Böylelikle hadisi nakletmeye ehliyetli sünnet ehlinden olanların rivayetleri kabul edilirken, bidat ehlinden olanların rivayetleri ise terk edildi.

İsnad sistemi, hadis ve sünneti Peygamber (sallallâhu aleyhi ve sellem)’e isnat edilecek her türlü yalan, iftira ve istismardan korumak maksadıyla h.40’lı yıllardan itibaren uygulanmaya başlamıştır.

İsnad sistemi, h.1. asrın sonlarına doğru hadis ilmi içerisinde cerh-ta’dil gibi bir ilmin doğmasına ve devasa bir rical bilgisinin oluşumuna sebep olmuştur.

Sahih ve Zayıf Hadislerin Tasnifi

Hadisin sahihini sakiminden ayırma ve sadece sahih olanlarını tespit etme çabasının, hicrî 50’li yıllar gibi çok erken dönemlerden itibaren mevcut olduğu görülür.

Sahih hadisin mahiyeti ve hangi şartları taşıması gerektiği hususu, ilk defa İmam Şâfiî (v.204) tarafından ele alınmıştır.

O, er-Risâle adlı eserinde, hadisi rivayet eden kişinin dindar ve güvenilir olması, doğruluk vasfıyla tanınması, rivayet ettiği hadisi iyi bilmesi, manen rivayet ediliyorsa lafızlarda yapılan değişikliğin sebep olacağı mana kaymalarının farkına varması, hadisi mana ile rivayet edebilecek seviyede değilse lafzen rivayet etmesi gerektiğini söylemiştir.

Ayrıca râvi hadisi ezberden rivayet ediyorsa hafızası sağlam, kitabından rivayet ediyorsa yazdığını iyi muhafaza etmelidir.

Güvenilir râvilerin Peygamber’den (sallallâhu aleyhi ve sellem) rivayet ettiklerine de muhalefet etmemeli, işitmediği hadisleri naklederek tedlîs yapmamalı, hadis Resûl-i Ekrem’e veya ondan sonraki tabakalara kesintisiz biçimde ulaşmalıdır.

İmâm Şâfiî ile birlikte belli bir keyfiyet kazanan ‘sahîh‘ tabiri, ilerleyen dönemde daha da sistematik bir hüviyet kazanmıştır.
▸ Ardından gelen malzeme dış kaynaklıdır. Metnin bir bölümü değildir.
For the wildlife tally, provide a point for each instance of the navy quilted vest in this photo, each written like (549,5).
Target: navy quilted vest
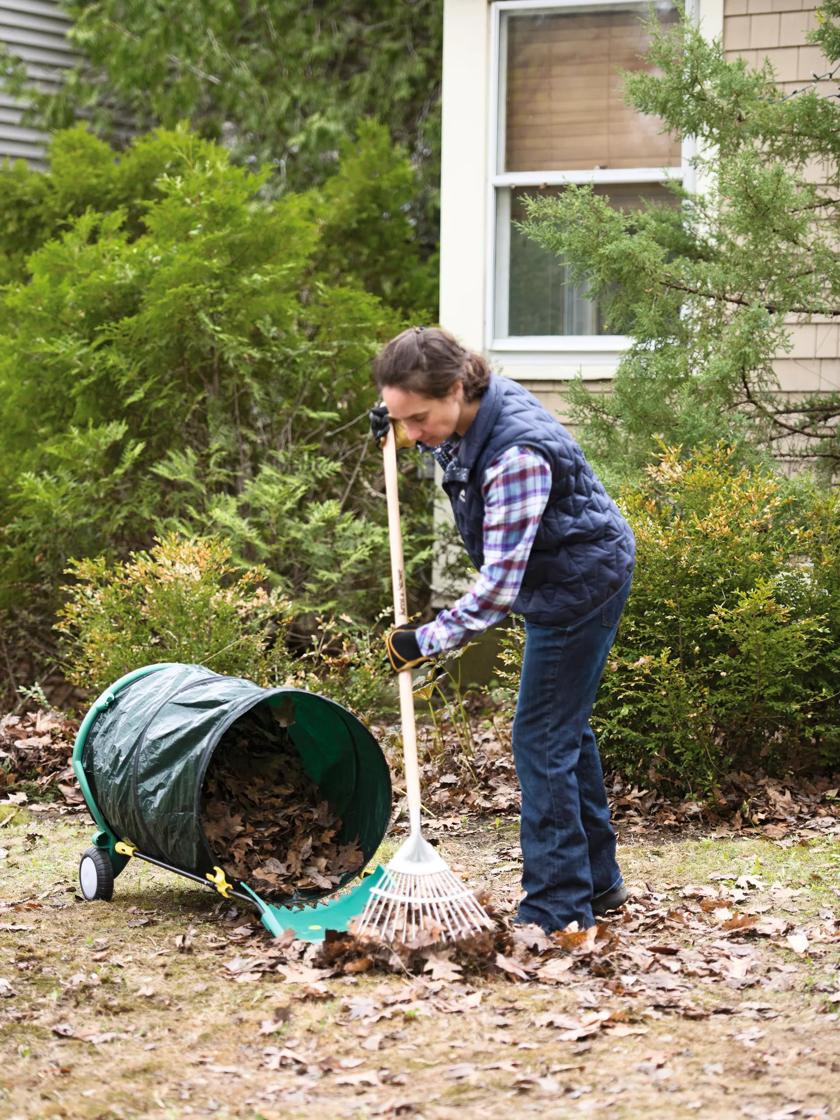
(584,550)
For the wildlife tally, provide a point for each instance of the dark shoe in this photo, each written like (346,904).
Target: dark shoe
(612,899)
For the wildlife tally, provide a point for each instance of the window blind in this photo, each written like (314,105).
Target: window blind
(565,106)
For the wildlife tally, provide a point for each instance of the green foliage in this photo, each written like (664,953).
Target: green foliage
(728,654)
(276,82)
(182,600)
(182,353)
(188,600)
(709,287)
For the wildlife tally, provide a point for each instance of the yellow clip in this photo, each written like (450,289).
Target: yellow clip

Kelime manası itibariyle sahih, ‘sıhhatli ve sağlam’ demektir.

Bir ıstılah olarak ise, “adâlet ve zabt sahibi râvilerin muttasıl bir isnadla rivayet ettikleri şâz ve muallel olmayan hadis” manasına gelir

Hadisin sahihlik vasfını kazanmış olması, o hadisle amel edilebileceğini ve makbul bir hadis olduğunu kabul etmektir. Dolayısıyla bir hadisin sahih olabilmesi için hem senedi hem de metni itibariyle beş şartı taşımış olması gerekir.
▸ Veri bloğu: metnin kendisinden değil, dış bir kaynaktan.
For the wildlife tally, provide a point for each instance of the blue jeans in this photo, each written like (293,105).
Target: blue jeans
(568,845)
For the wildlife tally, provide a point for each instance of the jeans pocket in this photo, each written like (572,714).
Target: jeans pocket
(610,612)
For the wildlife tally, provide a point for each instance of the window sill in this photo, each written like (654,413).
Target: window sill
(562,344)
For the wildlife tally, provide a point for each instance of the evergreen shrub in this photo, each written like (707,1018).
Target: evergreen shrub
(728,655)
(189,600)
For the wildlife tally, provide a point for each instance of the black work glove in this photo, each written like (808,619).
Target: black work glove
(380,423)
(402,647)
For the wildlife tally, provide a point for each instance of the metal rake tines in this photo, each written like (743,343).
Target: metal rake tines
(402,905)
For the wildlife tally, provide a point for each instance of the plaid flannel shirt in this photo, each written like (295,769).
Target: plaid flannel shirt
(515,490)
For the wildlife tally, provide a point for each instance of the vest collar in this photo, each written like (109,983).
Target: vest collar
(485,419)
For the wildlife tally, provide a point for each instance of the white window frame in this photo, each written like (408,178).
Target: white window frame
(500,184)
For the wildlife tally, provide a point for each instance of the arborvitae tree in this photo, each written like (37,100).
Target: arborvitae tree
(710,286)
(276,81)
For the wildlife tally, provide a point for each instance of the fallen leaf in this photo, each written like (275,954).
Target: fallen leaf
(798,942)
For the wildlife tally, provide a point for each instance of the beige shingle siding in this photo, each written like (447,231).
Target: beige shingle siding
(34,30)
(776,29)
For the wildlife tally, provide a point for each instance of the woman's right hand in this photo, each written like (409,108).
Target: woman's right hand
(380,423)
Bunlardan herhangi birisi bulunmayacak olursa, hadis sahih olma vasfını yitirmiş olur. İşte hadis âlimlerinin genel kabulüne mazhar olmuş bu sıhhat şartlarını şöyle izah edebiliriz:

  1. Sahih bir hadisin ravileri ‘âdil‘ raviler olmalıdır. Ravinin âdil olması, dinde istikamet sahibi, takva ve mürüvvet sahibi olması demektir. Böyle bir ravi, şirk, fısk ve bidat gibi adaletini zedeleyen günahlardan sakınmak zorundadır. Bu şartı taşımayan ravilerin rivayetleri, sahihlik özelliğini yitirmiş olur.
  2. Sahih hadisin ravileri ‘zâbıt‘ olmalıdır. ‘Zabt’ vasfı, ravinin ister şifahî isterse yazılı olsun, rivayet ettiği hadiste fazla hata yapmayacak derecede hâfız, dikkatli ve titiz olmasını sağlayan bir özelliktir. Bu şartla, rivayetinde aşırı hatası (galatı) ve gafleti olan ravilerin hadisleri sıhhat şartını kaybetmiş sayılır.
  3. Sahih hadisin senedi ‘muttasıl‘ olmalıdır. Senedin muttasıl olması demek, seneddeki her bir ravinin hadisi kendisinden naklettiği kimseyle hoca-talebe ilişkisi çerçevesinde bizzat görüşmesi ve hadisi bizzat ondan alması demektir. Böylelikle seneddeki raviler arasında olması muhtemel açık veya gizli bir inkıta (kesinti) ortaya çıkarılmış olur.
  4. Sahih hadis ‘şâzz‘ olmamalıdır. Hadiste ‘şâzz’ demek, güvenilir (sika) bir ravinin kendisinden daha güvenilir bir raviye muhalif rivayetidir ki, ravi bu rivayetiyle infirad etmiş, tek başına kalmıştır. Hadisin hem metni hem de senediyle alakalı bir kusur olan ‘şâzz’ vasfıyla muttasıf olan hadis sahihlik şartını yitirdiği için terk edilirken, güvenilir ravilerin rivayeti tercih edilmiş olur.
  5. Sahih hadis ‘muallel‘ de olmamalıdır. Hadisin muallel olması ise, metin veya senedinde zahiren anlaşılmayan gizli bir kusurun bulunması demektir. Bu gizli kusur (illet) hadisi zayıf duruma düşürmektedir. Gizli kusur, bu sahanın mütehassıs âlimlerince tespit edildiğinde, hadis sahihlik şartını yitirmiş olmaktadır.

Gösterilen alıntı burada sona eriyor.